上面 Claude 100K Token 上下文并不代表支持英文的 10 万个词,而大约是 75000 个单词(Words)。Token 是自然语言处理中的文本基本单位,它可以是一个单词/标点/词组,字符(Characters)是指文本中的单个符号,例如汉字/英文单个字母/数字/标点/空格都是。(有的笔记软件文本统计大家可能熟悉)
比如 I want a pizza,4 Tokens 14 Characters;我想要一个披萨,15 Tokens 7 Characters.
Why is GPT-3 15.77x more expensive for certain languages?
Token 和字符之间的关系取决于具体的标记化(Tokenization),分词器(Tokenizers),将字符和单词组合成通用模式的方法。这意味着不同的语言处理,Token 的消耗是不同的,甚至有高达 15 倍之多的语言差异,所有之前有文章提到过 GPT 对非英语母语使用者的歧视。
现在英语可以说是最强「编程语言」,使用 GPT 等生成工具时可尽量英文输入,以支持更多内容/更好效果。甚至还有个优化单词输入的网站,以更少的 Token 达到同样输出效果,后面翻到了再补充。
Reference
English is the new programming language shit.
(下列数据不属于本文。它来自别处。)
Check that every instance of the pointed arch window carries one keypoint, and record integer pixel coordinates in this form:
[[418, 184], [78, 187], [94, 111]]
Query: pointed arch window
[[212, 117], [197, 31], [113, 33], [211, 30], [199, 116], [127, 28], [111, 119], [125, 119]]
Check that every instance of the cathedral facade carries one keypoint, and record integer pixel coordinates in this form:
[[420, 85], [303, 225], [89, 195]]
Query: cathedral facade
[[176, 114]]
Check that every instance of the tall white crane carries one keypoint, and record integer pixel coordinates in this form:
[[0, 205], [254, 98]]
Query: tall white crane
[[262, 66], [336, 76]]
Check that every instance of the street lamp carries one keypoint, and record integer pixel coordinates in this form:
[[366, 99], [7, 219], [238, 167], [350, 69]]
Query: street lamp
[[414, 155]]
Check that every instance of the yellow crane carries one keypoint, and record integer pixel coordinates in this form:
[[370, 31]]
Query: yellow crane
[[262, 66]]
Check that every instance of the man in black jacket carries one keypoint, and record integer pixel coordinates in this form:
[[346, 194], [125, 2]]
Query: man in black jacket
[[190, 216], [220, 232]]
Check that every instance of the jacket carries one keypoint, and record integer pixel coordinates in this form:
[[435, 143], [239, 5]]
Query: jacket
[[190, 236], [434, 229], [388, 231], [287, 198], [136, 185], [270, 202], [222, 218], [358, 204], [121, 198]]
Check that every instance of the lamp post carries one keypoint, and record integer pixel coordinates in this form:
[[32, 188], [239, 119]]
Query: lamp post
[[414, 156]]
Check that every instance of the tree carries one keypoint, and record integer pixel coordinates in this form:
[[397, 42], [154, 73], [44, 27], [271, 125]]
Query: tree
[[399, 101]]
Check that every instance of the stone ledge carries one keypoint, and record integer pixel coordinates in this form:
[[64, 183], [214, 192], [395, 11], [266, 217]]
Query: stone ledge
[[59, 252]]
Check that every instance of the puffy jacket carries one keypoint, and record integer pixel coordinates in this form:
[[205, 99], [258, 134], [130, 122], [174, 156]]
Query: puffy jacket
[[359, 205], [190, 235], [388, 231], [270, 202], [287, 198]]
Tokenization and characters (characters) are two basic units in natural language processing. Tokens can be words, punctuation, or phrases, while characters refer to individual symbols in text, such as Chinese characters, English letters, numbers, punctuation, and spaces. Tokenization depends on the specific tokenization and tokenizer used, which combine characters and words into a universal pattern. Therefore, the consumption of tokens varies depending on the language being processed, with differences of up to 15 times. It is recommended to use English input when using language generation tools such as GPT to support more content and better results. Additionally, there are websites that optimize word inputs to achieve the same output effect with fewer tokens.